Enforce a DNS-label boundary on wildcard return URLs and CORS origins

A wildcard in a return URL or CORS origin is now honored only when the * is confined to a subdomain label and the host part after it is a registrable domain (an eTLD+1, such as https://*.example.com or https://*.example.co.uk). The wildcard then matches only hosts under that one customer-owned domain.

These forms are no longer honored, because each can match an attacker-registrable host:

  • dot-less, e.g. https://*foo.com (matches https://evilfoo.com);
  • public-suffix base, e.g. https://*.com, https://*.co.uk, https://*.vercel.app;
  • trailing or bare, e.g. https://www.example.*, https://*.

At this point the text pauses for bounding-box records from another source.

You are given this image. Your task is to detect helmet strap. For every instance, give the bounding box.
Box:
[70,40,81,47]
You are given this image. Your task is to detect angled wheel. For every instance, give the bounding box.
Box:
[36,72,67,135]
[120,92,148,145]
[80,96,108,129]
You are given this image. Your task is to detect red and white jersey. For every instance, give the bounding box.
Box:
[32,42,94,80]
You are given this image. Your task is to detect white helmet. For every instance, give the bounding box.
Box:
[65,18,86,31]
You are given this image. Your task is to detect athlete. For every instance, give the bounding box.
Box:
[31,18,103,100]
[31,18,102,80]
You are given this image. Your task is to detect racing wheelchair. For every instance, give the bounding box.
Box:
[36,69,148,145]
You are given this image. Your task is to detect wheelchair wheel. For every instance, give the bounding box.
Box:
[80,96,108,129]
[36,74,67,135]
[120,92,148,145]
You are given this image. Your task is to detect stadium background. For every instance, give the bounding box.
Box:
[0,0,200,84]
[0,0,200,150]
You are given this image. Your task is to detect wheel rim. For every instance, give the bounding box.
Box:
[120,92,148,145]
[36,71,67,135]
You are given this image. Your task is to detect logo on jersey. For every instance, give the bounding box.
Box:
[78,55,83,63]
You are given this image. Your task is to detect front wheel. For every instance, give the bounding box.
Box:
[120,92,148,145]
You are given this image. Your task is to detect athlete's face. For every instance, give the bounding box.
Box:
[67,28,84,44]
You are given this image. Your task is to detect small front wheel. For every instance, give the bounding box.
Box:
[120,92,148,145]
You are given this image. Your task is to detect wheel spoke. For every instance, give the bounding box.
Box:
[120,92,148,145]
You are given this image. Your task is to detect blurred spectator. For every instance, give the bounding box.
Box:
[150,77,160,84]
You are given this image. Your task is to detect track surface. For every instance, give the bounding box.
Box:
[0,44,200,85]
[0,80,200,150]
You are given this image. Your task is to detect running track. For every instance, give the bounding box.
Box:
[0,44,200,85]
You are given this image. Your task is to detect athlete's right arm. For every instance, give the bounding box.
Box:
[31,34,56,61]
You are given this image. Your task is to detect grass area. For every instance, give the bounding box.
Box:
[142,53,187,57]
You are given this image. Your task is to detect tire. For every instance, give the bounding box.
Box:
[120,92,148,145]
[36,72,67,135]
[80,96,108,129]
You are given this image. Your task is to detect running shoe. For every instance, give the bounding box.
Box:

Only the host is checked: wildcards in the URL path are unaffected. Exact origins, the catch-all *, and Hydra's https://* ("all hosts for a scheme") are unchanged.

What enforces it

  • Return URLs: Kratos drops unsafe wildcard allowed_return_urls entries when it loads its config, and they never match.
  • CORS origins: matching across Kratos, Hydra, Keto, Oathkeeper, and Talos enforces the same boundary at request time.

Breaking changes

Replace any unsafe wildcard with the labelled https://*.example.com form, or list exact origins. Update serve.*.cors.allowed_origins and Kratos allowed_return_urls before upgrading; otherwise cross-origin requests and post-flow redirects from those hosts will be blocked.